O produto afetado é o pó para decoração da marca Sugar Art, fabricado pela empresa Madi Comércio. A fiscalização constatou que o item contém materiais plásticos em sua composição, tornando-o inadequado para consumo humano quando usado em bolos e doces.
A ingestão de plásticos pode causar danos ao sistema digestivo. Por isso, a Anvisa ordenou que a empresa retire todos os lotes de circulação e pare qualquer divulgação que indique que o produto é seguro para alimentação.
O outro item envolvido é o Sal Grosso Iodado (Ervas Finas) da marca Globo. A ação atinge especificamente o Lote 004/24, com validade até 30 de outubro de 2026. O Lacen/RJ reprovou o produto por apresentar teor de iodo fora dos padrões exigidos pela legislação.

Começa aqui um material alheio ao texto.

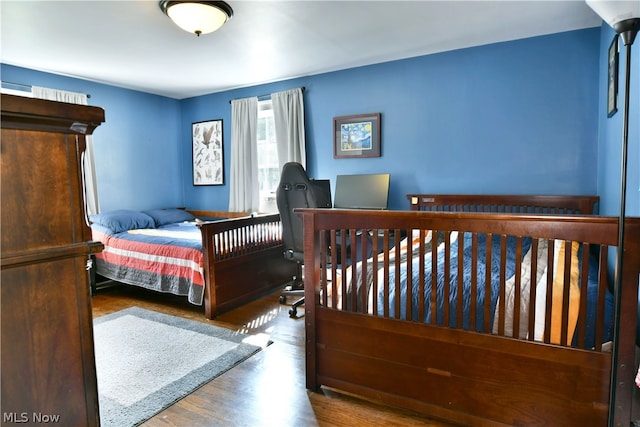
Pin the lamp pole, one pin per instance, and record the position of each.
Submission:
(627, 30)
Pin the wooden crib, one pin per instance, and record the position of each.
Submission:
(485, 363)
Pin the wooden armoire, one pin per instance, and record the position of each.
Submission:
(48, 361)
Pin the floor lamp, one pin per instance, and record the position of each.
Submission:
(624, 18)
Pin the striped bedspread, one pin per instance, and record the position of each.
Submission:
(166, 259)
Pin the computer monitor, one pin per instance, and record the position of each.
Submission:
(322, 190)
(362, 191)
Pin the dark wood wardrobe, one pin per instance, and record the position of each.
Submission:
(48, 362)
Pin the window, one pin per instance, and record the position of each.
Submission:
(268, 168)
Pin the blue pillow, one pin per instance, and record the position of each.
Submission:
(169, 216)
(122, 220)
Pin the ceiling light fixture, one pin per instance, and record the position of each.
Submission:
(624, 18)
(197, 17)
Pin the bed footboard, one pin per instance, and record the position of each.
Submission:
(369, 332)
(243, 259)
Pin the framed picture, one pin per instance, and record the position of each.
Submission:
(356, 136)
(612, 87)
(208, 158)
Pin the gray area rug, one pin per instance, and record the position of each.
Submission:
(146, 361)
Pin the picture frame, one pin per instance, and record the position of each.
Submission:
(612, 85)
(207, 153)
(356, 136)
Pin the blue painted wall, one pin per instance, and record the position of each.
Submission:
(610, 132)
(138, 163)
(514, 117)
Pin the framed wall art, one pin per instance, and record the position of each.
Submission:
(208, 158)
(612, 86)
(356, 136)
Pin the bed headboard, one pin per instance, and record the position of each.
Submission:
(504, 203)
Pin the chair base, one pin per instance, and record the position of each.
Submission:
(294, 288)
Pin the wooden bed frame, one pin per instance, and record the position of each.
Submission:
(465, 376)
(243, 259)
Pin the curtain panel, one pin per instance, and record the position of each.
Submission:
(288, 116)
(244, 189)
(90, 183)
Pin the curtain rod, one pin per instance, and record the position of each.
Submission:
(267, 96)
(28, 86)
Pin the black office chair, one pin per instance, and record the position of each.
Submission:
(296, 190)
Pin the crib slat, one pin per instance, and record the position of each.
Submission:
(517, 289)
(447, 277)
(460, 285)
(533, 288)
(550, 264)
(473, 309)
(487, 284)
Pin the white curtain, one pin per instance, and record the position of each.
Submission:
(288, 117)
(244, 188)
(88, 163)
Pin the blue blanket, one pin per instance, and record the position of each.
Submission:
(494, 288)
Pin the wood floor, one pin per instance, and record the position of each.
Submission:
(268, 389)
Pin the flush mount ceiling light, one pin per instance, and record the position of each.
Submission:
(197, 17)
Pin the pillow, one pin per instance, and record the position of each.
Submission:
(168, 216)
(122, 220)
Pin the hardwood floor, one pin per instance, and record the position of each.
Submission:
(268, 389)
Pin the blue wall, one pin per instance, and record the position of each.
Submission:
(514, 117)
(610, 132)
(137, 158)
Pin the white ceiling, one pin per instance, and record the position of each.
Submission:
(132, 44)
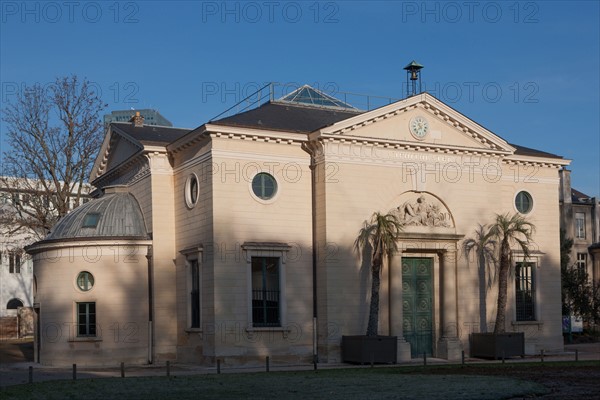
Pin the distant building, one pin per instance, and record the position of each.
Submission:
(579, 218)
(16, 269)
(235, 240)
(151, 117)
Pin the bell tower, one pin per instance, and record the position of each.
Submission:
(413, 78)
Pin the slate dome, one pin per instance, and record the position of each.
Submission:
(115, 214)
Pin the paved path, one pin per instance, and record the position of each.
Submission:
(15, 361)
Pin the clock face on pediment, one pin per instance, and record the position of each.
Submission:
(419, 127)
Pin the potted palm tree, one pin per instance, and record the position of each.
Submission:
(380, 234)
(483, 244)
(507, 230)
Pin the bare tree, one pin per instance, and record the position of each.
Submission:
(53, 135)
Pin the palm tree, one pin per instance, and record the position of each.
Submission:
(508, 230)
(484, 246)
(381, 233)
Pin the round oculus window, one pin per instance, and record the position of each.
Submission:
(192, 190)
(523, 202)
(264, 186)
(85, 281)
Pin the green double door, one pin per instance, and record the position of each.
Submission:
(417, 304)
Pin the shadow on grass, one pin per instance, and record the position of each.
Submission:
(380, 383)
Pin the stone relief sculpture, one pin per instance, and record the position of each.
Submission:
(424, 213)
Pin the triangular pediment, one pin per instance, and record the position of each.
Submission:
(117, 148)
(420, 120)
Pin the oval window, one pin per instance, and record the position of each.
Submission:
(192, 190)
(523, 202)
(264, 186)
(85, 281)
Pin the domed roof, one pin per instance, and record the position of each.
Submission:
(115, 214)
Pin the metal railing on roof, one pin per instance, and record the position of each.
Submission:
(274, 91)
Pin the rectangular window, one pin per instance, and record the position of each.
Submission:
(265, 292)
(14, 262)
(86, 319)
(582, 263)
(525, 291)
(195, 295)
(580, 225)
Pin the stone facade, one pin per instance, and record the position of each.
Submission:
(251, 229)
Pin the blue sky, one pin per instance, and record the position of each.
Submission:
(528, 71)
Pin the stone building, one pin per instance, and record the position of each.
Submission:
(234, 240)
(580, 219)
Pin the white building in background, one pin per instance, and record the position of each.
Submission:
(234, 241)
(16, 267)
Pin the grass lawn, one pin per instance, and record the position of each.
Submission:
(363, 383)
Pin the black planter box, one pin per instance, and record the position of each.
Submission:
(369, 349)
(490, 345)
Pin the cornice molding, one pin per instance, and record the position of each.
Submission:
(430, 105)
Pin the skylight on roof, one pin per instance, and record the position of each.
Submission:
(310, 96)
(90, 220)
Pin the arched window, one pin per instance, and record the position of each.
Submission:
(13, 304)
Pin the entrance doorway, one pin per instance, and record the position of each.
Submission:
(417, 304)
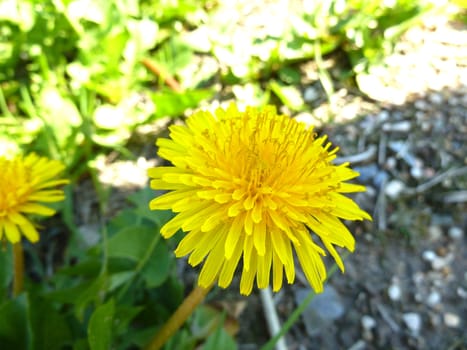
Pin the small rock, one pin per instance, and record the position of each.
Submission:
(368, 322)
(359, 345)
(434, 298)
(429, 255)
(422, 105)
(455, 232)
(435, 232)
(413, 321)
(451, 320)
(394, 292)
(323, 309)
(462, 292)
(394, 188)
(438, 263)
(310, 94)
(402, 126)
(416, 172)
(436, 98)
(382, 116)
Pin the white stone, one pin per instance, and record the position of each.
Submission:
(310, 94)
(394, 188)
(413, 321)
(368, 322)
(429, 255)
(416, 172)
(438, 263)
(455, 232)
(451, 320)
(434, 298)
(435, 232)
(394, 292)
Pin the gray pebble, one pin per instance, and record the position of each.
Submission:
(413, 321)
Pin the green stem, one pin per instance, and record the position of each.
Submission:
(178, 318)
(294, 316)
(18, 277)
(140, 265)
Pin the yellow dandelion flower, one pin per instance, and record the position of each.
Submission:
(254, 185)
(25, 182)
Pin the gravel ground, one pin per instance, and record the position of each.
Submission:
(405, 287)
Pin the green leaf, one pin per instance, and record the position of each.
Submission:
(100, 326)
(6, 267)
(82, 294)
(14, 330)
(158, 267)
(131, 242)
(173, 104)
(289, 95)
(220, 340)
(52, 334)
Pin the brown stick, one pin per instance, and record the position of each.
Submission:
(160, 72)
(18, 278)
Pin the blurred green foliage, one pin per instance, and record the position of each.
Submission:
(73, 87)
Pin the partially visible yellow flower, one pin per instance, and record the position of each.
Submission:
(254, 185)
(25, 182)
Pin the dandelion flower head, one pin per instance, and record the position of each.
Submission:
(255, 186)
(25, 183)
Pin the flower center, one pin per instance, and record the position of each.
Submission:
(15, 186)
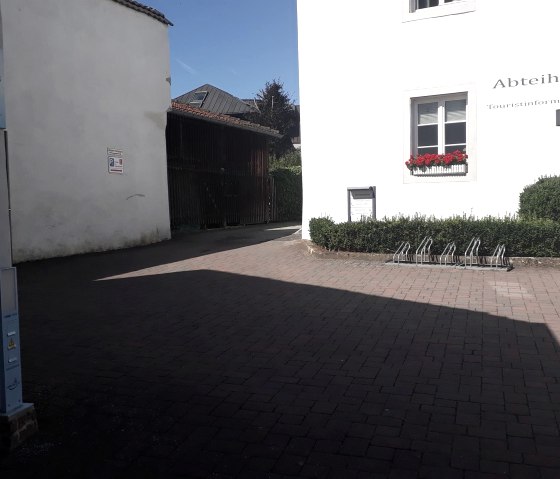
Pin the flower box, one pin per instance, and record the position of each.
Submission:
(438, 170)
(430, 164)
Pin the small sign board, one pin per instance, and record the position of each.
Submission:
(115, 161)
(2, 107)
(361, 203)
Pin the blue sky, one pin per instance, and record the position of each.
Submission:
(235, 45)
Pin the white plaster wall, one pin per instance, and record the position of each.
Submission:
(82, 76)
(359, 66)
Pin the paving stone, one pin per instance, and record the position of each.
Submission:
(228, 354)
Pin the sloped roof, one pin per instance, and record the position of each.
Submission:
(216, 101)
(220, 119)
(151, 12)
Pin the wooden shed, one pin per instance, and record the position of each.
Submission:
(217, 169)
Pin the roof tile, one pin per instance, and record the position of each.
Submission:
(194, 112)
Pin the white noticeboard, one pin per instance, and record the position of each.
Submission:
(361, 203)
(115, 161)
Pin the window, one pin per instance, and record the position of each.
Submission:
(422, 9)
(429, 3)
(198, 98)
(439, 124)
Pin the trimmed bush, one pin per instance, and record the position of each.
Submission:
(287, 181)
(541, 200)
(522, 237)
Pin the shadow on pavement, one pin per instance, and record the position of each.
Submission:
(208, 374)
(183, 245)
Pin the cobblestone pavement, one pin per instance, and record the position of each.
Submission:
(236, 354)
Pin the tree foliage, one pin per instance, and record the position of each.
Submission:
(277, 110)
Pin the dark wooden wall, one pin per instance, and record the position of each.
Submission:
(217, 175)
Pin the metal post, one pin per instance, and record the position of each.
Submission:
(17, 419)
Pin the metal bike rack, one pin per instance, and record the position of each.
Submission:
(448, 257)
(471, 253)
(402, 252)
(423, 251)
(498, 256)
(448, 254)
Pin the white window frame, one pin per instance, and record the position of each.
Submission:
(440, 100)
(411, 98)
(411, 13)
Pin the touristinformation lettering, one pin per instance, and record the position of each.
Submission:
(515, 82)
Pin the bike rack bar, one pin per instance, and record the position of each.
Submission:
(402, 252)
(424, 249)
(472, 252)
(498, 255)
(448, 253)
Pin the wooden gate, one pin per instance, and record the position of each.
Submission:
(217, 176)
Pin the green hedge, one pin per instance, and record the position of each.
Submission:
(533, 238)
(541, 199)
(287, 181)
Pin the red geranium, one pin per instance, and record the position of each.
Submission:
(428, 159)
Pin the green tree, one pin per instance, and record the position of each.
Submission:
(278, 111)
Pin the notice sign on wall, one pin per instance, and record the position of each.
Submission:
(115, 161)
(2, 113)
(361, 203)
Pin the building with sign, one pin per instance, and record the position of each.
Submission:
(86, 90)
(472, 95)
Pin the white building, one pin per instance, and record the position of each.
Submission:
(86, 90)
(380, 81)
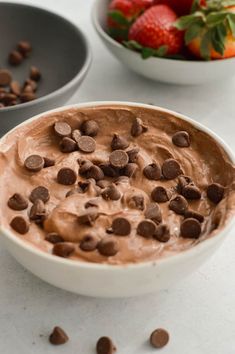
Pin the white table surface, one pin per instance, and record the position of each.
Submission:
(199, 313)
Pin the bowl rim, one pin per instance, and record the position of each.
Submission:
(104, 34)
(172, 259)
(79, 75)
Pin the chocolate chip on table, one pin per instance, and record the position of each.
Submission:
(90, 127)
(58, 336)
(62, 129)
(34, 163)
(162, 233)
(118, 159)
(121, 226)
(119, 143)
(159, 338)
(152, 171)
(20, 225)
(146, 228)
(105, 346)
(108, 246)
(63, 249)
(54, 238)
(138, 127)
(171, 169)
(215, 192)
(190, 228)
(160, 194)
(66, 176)
(86, 144)
(89, 243)
(181, 139)
(17, 202)
(41, 193)
(179, 205)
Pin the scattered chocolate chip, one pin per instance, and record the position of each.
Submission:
(86, 144)
(63, 249)
(152, 171)
(138, 127)
(181, 139)
(146, 228)
(105, 346)
(171, 169)
(54, 238)
(159, 338)
(89, 243)
(20, 225)
(179, 205)
(90, 128)
(160, 194)
(17, 202)
(108, 246)
(215, 192)
(34, 163)
(121, 226)
(153, 212)
(41, 193)
(111, 193)
(190, 228)
(62, 129)
(66, 176)
(119, 143)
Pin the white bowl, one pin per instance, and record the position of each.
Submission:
(166, 70)
(105, 280)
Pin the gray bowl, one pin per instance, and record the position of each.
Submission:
(60, 50)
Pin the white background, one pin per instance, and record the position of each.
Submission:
(199, 314)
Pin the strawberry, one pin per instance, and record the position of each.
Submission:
(154, 30)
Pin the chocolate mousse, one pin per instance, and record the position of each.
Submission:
(114, 184)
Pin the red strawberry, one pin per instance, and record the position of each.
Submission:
(154, 29)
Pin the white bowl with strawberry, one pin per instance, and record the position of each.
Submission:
(173, 41)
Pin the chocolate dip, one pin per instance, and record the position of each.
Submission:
(118, 184)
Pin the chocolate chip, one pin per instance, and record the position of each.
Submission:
(5, 77)
(153, 212)
(190, 228)
(181, 139)
(35, 73)
(146, 228)
(90, 128)
(162, 233)
(89, 243)
(34, 163)
(66, 176)
(119, 143)
(121, 226)
(152, 171)
(58, 336)
(160, 194)
(17, 202)
(159, 338)
(171, 169)
(108, 247)
(41, 193)
(105, 346)
(54, 238)
(15, 58)
(138, 127)
(20, 225)
(63, 249)
(215, 192)
(111, 193)
(62, 129)
(179, 205)
(86, 144)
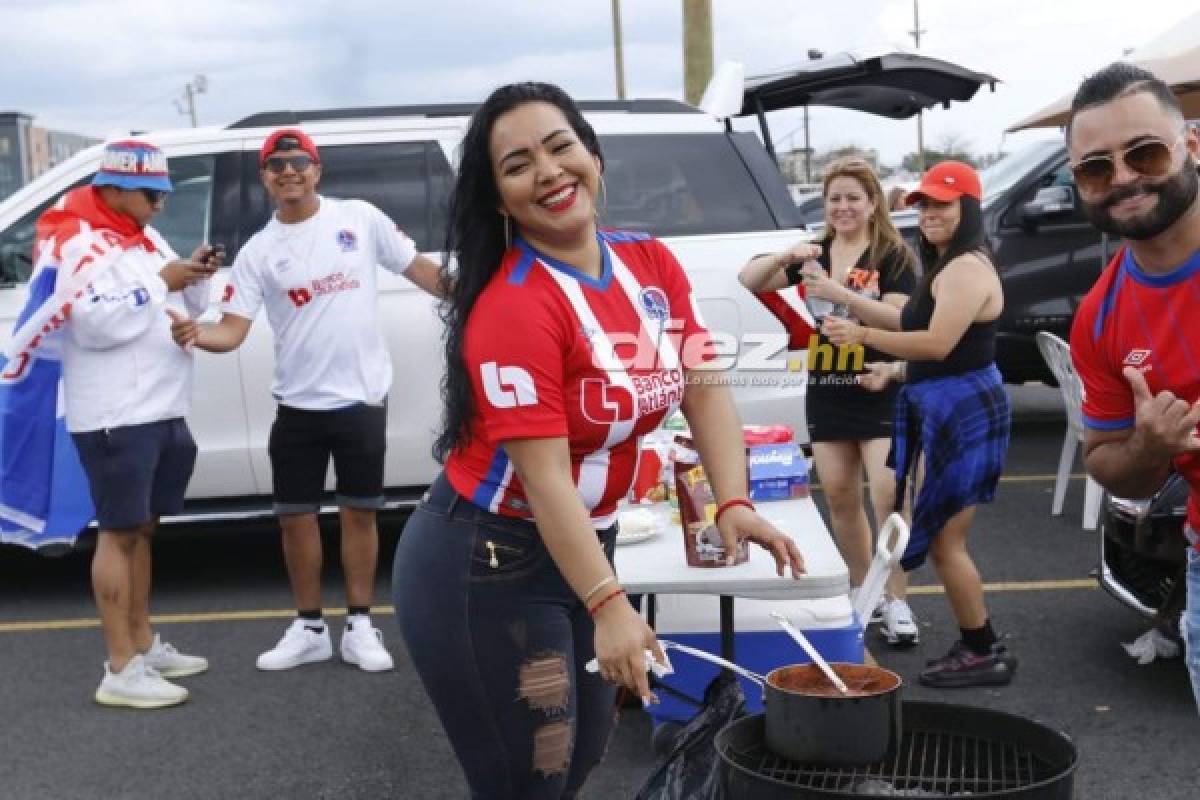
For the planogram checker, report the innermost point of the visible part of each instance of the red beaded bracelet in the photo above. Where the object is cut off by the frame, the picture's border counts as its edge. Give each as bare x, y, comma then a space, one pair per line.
618, 593
729, 504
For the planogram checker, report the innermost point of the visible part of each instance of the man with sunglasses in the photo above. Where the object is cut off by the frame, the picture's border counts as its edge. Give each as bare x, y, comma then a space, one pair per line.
126, 390
315, 266
1134, 341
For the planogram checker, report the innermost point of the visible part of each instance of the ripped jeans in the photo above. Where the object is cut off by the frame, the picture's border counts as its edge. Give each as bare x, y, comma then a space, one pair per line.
499, 641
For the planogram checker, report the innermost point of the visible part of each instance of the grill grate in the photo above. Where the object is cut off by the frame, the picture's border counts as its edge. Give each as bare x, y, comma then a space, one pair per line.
947, 764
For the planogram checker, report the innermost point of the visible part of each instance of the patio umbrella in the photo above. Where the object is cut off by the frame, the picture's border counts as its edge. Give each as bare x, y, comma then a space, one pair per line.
1174, 58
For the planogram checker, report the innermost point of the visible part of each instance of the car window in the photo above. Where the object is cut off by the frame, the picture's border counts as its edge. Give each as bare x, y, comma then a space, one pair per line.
17, 242
679, 185
409, 181
185, 218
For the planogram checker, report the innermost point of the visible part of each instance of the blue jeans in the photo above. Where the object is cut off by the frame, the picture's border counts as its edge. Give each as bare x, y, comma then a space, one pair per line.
499, 641
1189, 626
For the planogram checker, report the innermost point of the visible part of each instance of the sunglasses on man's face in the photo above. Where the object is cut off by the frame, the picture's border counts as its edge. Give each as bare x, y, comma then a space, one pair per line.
1150, 157
276, 164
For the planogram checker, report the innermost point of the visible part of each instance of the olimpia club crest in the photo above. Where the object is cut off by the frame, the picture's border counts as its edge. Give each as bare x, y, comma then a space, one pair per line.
655, 304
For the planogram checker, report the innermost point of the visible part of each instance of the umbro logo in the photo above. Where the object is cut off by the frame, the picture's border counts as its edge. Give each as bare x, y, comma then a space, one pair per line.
1135, 358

A adição de iodo no sal é uma estratégia de saúde pública. A falta ou quantidade insuficiente desse mineral pode levar a problemas de saúde. A suspensão do produto, fabricado pela Brasisal Alimentos Ltda., requer que os consumidores verifiquem o número do lote em suas despensas.
Consumidores que possuírem o pó Sugar Art ou o sal Globo do lote mencionado devem parar de usar imediatamente. Para o sal, a Anvisa disponibilizou o telefone do SAC do fabricante: 0800 585 0303. Os consumidores podem obter instruções sobre substituição ou devolução.
No caso de produtos para confeitaria, é recomendado verificar se o rótulo especifica que o item é “comestível”. Produtos apenas “decorativos” ou “não tóxicos” podem conter substâncias não destinadas à ingestão. A transparência do fabricante é importante para evitar equívocos na compra.
A Anvisa informa que a fiscalização em 2026 continuará atuando para garantir que os alimentos comercializados sigam os protocolos de segurança. A interdição desses produtos mostra que a análise laboratorial é constante, protegendo o consumidor de irregularidades que nem sempre são visíveis.
Manter-se informado sobre as resoluções publicadas no Diário Oficial da União é uma forma de assegurar uma alimentação segura. O respeito aos limites de iodo e à pureza dos aditivos alimentares são pontos defendidos pela agência para promover a saúde pública.